Version Compatibility

Reference examples tested with: bedtools 2.31+, samtools 1.19+

Before using code patterns, verify installed versions match. If versions differ:

• Python:

  pip show <package>

  then

  help(module.function)

  to check signatures
• CLI:

  <tool> --version

  then

  <tool> --help

  to confirm flags

If code throws ImportError, AttributeError, or TypeError, introspect the installed package and adapt the example to match the actual API rather than retrying.

bedGraph Handling

"Work with bedGraph signal tracks" → Create, manipulate, and convert bedGraph files for displaying coverage or signal intensity on genome browsers.

• CLI:

  bedtools genomecov -bg

  to generate,

  bedGraphToBigWig

  to convert
• Python:

  pyBigWig

  ,

  pybedtools

bedGraph is a text format for displaying continuous-valued data on genome browsers. Common for coverage, signal intensity, and scores.

bedGraph Format

track type=bedGraph name="Sample" description="Coverage"
chr1    0       100     1.5
chr1    100     200     2.3
chr1    200     300     0.8

Four columns: chrom, start, end, value (0-based, half-open)

Create bedGraph from BAM

Using bedtools genomecov

bedtools genomecov -ibam sample.bam -bg > sample.bedgraph
bedtools genomecov -ibam sample.bam -bg -split > sample.bedgraph
bedtools genomecov -ibam sample.bam -bg -scale 1.5 > sample.scaled.bedgraph

Strand-Specific

bedtools genomecov -ibam sample.bam -bg -strand + > sample.plus.bedgraph
bedtools genomecov -ibam sample.bam -bg -strand - > sample.minus.bedgraph

5' End Coverage (ChIP-seq)

bedtools genomecov -ibam sample.bam -bg -5 > sample.5prime.bedgraph

Normalize by Library Size (CPM)

total_reads=$(samtools view -c -F 260 sample.bam)
scale=$(echo "scale=10; 1000000 / $total_reads" | bc)

bedtools genomecov -ibam sample.bam -bg -scale $scale > sample.cpm.bedgraph

Sort bedGraph

bedGraph must be sorted for conversion to bigWig.

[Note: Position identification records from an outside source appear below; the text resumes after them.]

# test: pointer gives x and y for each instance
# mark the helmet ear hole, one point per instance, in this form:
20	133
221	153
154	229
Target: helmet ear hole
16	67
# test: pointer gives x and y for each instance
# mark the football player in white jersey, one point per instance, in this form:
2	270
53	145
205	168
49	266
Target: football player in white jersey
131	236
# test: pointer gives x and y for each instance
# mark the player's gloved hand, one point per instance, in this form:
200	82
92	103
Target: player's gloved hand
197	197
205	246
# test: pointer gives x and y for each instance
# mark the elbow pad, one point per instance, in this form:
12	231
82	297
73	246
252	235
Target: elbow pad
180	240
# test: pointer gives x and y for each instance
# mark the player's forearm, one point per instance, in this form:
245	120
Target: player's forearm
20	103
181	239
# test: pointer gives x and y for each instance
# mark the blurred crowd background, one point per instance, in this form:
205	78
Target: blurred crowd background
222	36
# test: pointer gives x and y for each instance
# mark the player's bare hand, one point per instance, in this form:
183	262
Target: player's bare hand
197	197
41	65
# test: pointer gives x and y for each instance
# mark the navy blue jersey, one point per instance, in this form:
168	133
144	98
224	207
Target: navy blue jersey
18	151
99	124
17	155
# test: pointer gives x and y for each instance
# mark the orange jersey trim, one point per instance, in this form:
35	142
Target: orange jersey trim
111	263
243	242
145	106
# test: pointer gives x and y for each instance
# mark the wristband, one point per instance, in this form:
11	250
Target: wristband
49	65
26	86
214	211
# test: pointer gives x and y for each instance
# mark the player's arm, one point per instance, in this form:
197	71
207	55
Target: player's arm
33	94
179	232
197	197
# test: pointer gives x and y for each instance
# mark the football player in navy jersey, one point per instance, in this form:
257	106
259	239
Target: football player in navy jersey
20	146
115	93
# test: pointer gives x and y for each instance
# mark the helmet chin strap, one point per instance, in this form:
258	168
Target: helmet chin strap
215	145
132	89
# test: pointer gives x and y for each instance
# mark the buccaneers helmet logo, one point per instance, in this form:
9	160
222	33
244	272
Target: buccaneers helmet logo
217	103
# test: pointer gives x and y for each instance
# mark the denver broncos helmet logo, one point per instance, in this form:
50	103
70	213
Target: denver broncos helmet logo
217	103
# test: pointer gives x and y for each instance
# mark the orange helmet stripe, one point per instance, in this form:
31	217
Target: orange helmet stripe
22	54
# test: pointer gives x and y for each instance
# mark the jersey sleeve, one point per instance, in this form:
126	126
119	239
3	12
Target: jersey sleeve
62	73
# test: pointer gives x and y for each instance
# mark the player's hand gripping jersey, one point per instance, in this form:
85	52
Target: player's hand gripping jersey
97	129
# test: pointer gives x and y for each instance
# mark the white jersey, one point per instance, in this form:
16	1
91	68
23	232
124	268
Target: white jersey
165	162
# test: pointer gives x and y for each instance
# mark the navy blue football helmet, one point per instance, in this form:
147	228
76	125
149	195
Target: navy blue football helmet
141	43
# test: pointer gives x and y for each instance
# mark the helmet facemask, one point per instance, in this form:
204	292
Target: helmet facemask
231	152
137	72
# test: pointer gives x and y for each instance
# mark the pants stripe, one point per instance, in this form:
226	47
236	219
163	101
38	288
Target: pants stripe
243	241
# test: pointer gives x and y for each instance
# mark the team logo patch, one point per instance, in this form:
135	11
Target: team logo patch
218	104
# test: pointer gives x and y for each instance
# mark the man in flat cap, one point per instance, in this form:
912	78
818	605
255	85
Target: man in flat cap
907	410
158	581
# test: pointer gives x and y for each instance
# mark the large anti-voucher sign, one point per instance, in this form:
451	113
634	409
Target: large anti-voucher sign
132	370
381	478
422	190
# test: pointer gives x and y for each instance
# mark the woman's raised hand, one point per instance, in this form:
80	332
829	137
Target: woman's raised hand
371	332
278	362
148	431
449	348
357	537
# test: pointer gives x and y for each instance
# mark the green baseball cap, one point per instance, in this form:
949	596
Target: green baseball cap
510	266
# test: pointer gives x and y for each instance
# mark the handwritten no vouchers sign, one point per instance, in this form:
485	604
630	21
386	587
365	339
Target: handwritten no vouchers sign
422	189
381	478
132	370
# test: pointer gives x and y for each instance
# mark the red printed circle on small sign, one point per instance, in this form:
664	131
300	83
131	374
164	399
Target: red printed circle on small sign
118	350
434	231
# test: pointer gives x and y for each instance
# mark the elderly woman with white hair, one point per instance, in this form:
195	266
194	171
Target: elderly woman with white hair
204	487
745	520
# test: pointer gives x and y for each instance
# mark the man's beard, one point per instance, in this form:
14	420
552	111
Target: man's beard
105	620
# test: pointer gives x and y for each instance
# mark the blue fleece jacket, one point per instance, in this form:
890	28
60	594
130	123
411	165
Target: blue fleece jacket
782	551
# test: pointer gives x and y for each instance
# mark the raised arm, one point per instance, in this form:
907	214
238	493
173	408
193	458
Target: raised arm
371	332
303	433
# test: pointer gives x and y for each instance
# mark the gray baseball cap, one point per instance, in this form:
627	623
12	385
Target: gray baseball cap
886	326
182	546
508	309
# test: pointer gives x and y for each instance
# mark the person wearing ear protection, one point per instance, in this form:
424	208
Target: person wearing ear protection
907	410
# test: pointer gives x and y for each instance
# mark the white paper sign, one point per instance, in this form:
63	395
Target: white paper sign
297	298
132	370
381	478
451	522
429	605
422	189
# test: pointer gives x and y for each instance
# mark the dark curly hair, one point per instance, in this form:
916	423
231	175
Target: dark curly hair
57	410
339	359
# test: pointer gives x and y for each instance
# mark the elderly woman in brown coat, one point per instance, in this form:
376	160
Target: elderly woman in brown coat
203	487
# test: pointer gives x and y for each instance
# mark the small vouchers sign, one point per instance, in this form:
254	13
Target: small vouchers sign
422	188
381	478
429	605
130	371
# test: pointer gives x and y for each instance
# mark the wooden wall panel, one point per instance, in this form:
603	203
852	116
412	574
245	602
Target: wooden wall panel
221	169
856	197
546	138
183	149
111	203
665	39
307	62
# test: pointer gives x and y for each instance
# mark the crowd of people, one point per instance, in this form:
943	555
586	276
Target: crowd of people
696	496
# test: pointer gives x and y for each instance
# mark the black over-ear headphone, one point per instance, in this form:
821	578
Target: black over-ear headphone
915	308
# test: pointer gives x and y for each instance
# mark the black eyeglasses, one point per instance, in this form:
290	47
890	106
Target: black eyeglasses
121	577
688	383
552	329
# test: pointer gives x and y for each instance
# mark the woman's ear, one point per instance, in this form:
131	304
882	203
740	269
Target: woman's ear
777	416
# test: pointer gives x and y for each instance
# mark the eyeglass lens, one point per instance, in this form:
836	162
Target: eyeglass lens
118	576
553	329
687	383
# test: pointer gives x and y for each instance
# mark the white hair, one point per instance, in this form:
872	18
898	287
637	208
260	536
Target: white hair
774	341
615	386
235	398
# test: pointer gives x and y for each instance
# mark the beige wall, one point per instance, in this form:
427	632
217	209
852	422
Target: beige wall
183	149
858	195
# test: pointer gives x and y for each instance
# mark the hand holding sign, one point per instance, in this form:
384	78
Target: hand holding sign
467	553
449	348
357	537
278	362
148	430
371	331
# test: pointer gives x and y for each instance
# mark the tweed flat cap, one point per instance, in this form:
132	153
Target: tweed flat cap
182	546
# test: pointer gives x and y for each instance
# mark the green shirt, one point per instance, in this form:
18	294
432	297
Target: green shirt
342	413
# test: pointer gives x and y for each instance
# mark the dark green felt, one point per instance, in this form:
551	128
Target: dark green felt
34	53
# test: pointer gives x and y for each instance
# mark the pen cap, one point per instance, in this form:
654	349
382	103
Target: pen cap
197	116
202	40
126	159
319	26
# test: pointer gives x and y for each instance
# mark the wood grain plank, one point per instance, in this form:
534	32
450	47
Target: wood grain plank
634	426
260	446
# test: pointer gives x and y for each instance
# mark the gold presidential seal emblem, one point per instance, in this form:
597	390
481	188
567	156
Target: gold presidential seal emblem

sort -k1,1 -k2,2n sample.bedgraph > sample.sorted.bedgraph
LC_ALL=C sort -k1,1 -k2,2n sample.bedgraph > sample.sorted.bedgraph

Convert bedGraph to bigWig

Using UCSC bedGraphToBigWig

bedGraphToBigWig sample.sorted.bedgraph chrom.sizes sample.bw
fetchChromSizes hg38 > hg38.chrom.sizes
bedGraphToBigWig sample.sorted.bedgraph hg38.chrom.sizes sample.bw

Generate chrom.sizes

samtools faidx reference.fa
cut -f1,2 reference.fa.fai > chrom.sizes
fetchChromSizes hg38 > hg38.chrom.sizes
mysql --user=genome --host=genome-mysql.soe.ucsc.edu -A -e \
    "select chrom, size from hg38.chromInfo" > hg38.chrom.sizes

Clip to Chromosome Boundaries

bedClip sample.bedgraph chrom.sizes sample.clipped.bedgraph
bedGraphToBigWig sample.clipped.bedgraph chrom.sizes sample.bw

Convert bigWig to bedGraph

bigWigToBedGraph sample.bw sample.bedgraph
bigWigToBedGraph sample.bw sample.chr1.bedgraph -chrom=chr1
bigWigToBedGraph sample.bw sample.region.bedgraph -chrom=chr1 -start=1000 -end=2000

Merge bedGraph Files

Using bedtools unionbedg

bedtools unionbedg -i sample1.bedgraph sample2.bedgraph sample3.bedgraph \
    -header -names sample1 sample2 sample3 > merged.bedgraph

Average Across Samples

bedtools unionbedg -i sample1.bedgraph sample2.bedgraph sample3.bedgraph | \
    awk '{sum=0; for(i=4;i<=NF;i++) sum+=$i; print $1,$2,$3,sum/(NF-3)}' OFS='\t' \
    > average.bedgraph

Mathematical Operations

bedtools map for Region Statistics

bedtools map -a regions.bed -b sample.bedgraph -c 4 -o mean > region_means.bed
bedtools map -a regions.bed -b sample.bedgraph -c 4 -o sum > region_sums.bed
bedtools map -a regions.bed -b sample.bedgraph -c 4 -o max > region_max.bed

Subtract Background

bedtools unionbedg -i treatment.bedgraph input.bedgraph | \
    awk '{diff=$4-$5; if(diff<0) diff=0; print $1,$2,$3,diff}' OFS='\t' \
    > subtracted.bedgraph

Log Transform

awk '{print $1,$2,$3,log($4+1)/log(2)}' OFS='\t' sample.bedgraph > sample.log2.bedgraph

Smooth Signal

bedtools slop -i sample.bedgraph -g chrom.sizes -b 50 | \
    bedtools merge -i - -c 4 -o mean > smoothed.bedgraph

Python with pyBigWig

Write bedGraph

import pyBigWig

bw = pyBigWig.open('output.bedgraph', 'w')
bw.addHeader([('chr1', 248956422), ('chr2', 242193529)])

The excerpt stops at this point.